This is a summary, written by members of the CITF Secretariat, of:
Chung H, Austin PC, Brown KA, Buchan SA, Fell DB, Fong C, Gubbay JB, Nasreen S, Schwartz KL, Sundaram ME, Tadrous M, Wilson K, Wilson SE, Kwong JC. Effectiveness of COVID-19 Vaccines Over Time Prior to Omicron Emergence in Ontario, Canada: Test-Negative Design Study. Open Forum Infect Dis. 2022 Sep 7;9(9):ofac449. DOI: https://doi.org/10.1093/ofid/ofac449.
The results and/or conclusions contained in the research do not necessarily reflect the views of all CITF members.
A CITF-funded study published in Open Forum Infectious Diseases and led by Dr. Jeffrey Kwong (University of Toronto) on behalf of the Canadian Immunization Research Network (CIRN), highlighted that – prior to Omicron – the effectiveness of two doses of COVID-19 vaccine decreased over time against infection but remained high against severe outcomes over 11 months (January to November 2021). This applied to all dosing regimens whether homogeneous or mix-and-match (heterologous) and taking into account varying intervals between doses.
Key Findings:
- VE of two mRNA vaccine doses against any infection decreased from 90% 7–59 days after the second dose to 75% after ≥240 days.
- VE against symptomatic infection decreased from 94% to 87% over 11 months, but remained stable at 98% over the course of that time against severe outcomes.
- Similar estimates were seen between individuals with and without comorbidities.
- Similar trends in VE were seen with heterologous AstraZeneca and mRNA vaccine schedules. VE against symptomatic infection at 120–179 days post dose 2 was 94% for AstraZeneca/Pfizer, 93% for AstraZeneca/Moderna, 90% for 2 Pfizer doses, 91% for 2 Moderna doses, and 93% for mixed mRNA schedules. This was distinctly higher than for 2 doses of AstraZeneca – VE against symptomatic infection at 120–179 days was 80%.
- Looking at the effects of dosing intervals on VE, VE from two doses of mRNA vaccine against symptomatic infection at 120–179 days was:
- 86% for dosing intervals <35 days,
- 92% for dosing interval 35–55 days, and
- 91% for dosing interval ≥56 days.
- When stratified with age and subperiod, no differences between dosing intervals were observed.

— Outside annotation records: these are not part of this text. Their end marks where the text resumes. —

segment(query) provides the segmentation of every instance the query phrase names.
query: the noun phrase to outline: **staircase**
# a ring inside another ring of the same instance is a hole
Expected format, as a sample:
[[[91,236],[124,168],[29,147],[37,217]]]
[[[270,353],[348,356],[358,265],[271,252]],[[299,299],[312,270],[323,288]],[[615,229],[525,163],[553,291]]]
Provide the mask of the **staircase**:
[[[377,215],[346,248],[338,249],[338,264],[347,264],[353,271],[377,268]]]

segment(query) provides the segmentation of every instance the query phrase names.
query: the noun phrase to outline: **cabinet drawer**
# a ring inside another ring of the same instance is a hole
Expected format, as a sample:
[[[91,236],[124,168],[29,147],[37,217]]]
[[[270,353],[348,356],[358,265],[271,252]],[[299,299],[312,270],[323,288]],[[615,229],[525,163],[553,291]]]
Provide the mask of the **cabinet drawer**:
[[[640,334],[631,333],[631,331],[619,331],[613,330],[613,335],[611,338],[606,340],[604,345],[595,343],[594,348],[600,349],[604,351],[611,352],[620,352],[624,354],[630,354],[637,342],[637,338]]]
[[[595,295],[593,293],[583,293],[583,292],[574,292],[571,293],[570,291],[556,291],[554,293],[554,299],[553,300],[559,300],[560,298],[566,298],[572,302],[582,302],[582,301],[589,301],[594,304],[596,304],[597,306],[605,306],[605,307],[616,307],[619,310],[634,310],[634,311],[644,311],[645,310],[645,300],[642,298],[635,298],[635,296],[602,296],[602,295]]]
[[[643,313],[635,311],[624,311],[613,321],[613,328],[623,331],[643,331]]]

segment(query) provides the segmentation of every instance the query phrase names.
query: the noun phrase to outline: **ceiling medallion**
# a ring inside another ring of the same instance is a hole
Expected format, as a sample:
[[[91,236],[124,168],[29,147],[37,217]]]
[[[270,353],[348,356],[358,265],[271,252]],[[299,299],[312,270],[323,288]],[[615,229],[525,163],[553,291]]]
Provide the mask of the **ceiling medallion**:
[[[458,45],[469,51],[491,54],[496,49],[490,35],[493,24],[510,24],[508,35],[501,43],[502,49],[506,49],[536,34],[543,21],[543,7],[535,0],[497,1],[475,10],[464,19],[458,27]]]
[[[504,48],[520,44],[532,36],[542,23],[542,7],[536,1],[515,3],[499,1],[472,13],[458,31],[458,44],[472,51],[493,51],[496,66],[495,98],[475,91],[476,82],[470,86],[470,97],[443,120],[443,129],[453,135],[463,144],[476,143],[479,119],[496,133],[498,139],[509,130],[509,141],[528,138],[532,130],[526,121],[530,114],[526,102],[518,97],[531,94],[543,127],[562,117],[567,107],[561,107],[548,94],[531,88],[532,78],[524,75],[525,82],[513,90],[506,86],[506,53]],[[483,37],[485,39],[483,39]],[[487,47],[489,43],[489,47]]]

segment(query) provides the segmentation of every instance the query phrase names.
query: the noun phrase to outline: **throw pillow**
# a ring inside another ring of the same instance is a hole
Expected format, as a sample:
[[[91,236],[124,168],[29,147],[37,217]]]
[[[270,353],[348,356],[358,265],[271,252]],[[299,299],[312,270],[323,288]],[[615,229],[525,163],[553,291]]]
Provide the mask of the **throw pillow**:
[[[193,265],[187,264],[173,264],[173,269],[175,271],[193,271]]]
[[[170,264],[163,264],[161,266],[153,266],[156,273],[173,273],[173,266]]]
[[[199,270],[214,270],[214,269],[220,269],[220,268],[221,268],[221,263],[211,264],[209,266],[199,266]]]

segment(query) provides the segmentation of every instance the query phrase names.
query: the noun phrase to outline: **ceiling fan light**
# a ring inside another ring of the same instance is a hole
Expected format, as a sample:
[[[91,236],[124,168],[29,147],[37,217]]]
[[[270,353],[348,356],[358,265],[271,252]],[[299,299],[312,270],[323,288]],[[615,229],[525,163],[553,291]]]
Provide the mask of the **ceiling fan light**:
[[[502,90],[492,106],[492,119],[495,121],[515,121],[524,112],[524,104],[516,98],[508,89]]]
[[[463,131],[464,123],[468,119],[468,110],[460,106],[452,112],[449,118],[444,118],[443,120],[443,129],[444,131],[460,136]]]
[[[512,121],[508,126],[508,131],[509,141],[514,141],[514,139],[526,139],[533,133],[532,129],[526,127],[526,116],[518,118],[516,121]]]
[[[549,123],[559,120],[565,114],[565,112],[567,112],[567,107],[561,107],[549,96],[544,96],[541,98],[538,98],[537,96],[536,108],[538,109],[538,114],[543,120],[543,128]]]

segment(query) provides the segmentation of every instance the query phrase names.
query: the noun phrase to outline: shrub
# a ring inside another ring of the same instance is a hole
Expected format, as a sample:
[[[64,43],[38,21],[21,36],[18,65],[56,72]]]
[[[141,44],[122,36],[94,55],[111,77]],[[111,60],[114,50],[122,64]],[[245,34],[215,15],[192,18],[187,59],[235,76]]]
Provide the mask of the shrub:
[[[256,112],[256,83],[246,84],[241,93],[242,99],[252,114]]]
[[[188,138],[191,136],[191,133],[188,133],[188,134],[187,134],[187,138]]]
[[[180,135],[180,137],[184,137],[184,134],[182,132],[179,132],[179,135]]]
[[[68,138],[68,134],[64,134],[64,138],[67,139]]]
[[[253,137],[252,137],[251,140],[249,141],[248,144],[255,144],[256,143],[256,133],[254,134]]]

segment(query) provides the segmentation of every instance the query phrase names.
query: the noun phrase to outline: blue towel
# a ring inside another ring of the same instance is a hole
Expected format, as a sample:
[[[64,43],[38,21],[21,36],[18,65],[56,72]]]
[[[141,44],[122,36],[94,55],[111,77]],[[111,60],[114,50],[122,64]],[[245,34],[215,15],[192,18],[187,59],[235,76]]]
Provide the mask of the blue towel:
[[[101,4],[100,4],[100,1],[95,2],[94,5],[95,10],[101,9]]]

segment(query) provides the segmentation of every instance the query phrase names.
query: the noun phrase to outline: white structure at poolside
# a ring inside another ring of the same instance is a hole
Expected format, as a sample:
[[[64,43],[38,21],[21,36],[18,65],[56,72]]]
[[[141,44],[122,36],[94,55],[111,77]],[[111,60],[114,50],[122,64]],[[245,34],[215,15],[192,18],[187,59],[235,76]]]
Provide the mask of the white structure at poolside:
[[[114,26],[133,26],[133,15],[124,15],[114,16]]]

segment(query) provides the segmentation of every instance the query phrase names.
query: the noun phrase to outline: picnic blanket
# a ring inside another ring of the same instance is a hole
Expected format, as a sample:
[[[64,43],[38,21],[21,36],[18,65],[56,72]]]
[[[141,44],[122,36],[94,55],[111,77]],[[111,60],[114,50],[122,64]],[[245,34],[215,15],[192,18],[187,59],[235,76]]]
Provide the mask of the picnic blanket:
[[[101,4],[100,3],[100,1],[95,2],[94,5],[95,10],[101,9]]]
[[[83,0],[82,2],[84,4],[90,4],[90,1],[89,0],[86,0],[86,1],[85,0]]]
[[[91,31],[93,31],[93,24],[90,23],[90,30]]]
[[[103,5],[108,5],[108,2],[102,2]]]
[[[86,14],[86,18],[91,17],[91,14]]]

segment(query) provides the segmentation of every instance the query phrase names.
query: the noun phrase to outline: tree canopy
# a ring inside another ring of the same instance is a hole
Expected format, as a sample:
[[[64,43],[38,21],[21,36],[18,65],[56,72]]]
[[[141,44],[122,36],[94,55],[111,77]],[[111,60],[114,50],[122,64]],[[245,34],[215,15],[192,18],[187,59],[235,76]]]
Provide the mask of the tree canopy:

More than 260,000 test-positive cases (of any SARS-CoV-2 lineage) and nearly 2.8 million individuals as test-negative controls were included in the study.
A test-negative study design was used to estimate VE against any SARS-CoV-2 infection, any symptomatic infection, and severe outcomes (COVID-19-related hospitalizations or death) by time since the second dose of any combination of Pfizer (BNT162b2), Moderna (mRNA-1273), and AstraZeneca (ChAdOx1) between January 11, and November 21, 2021, in Ontario.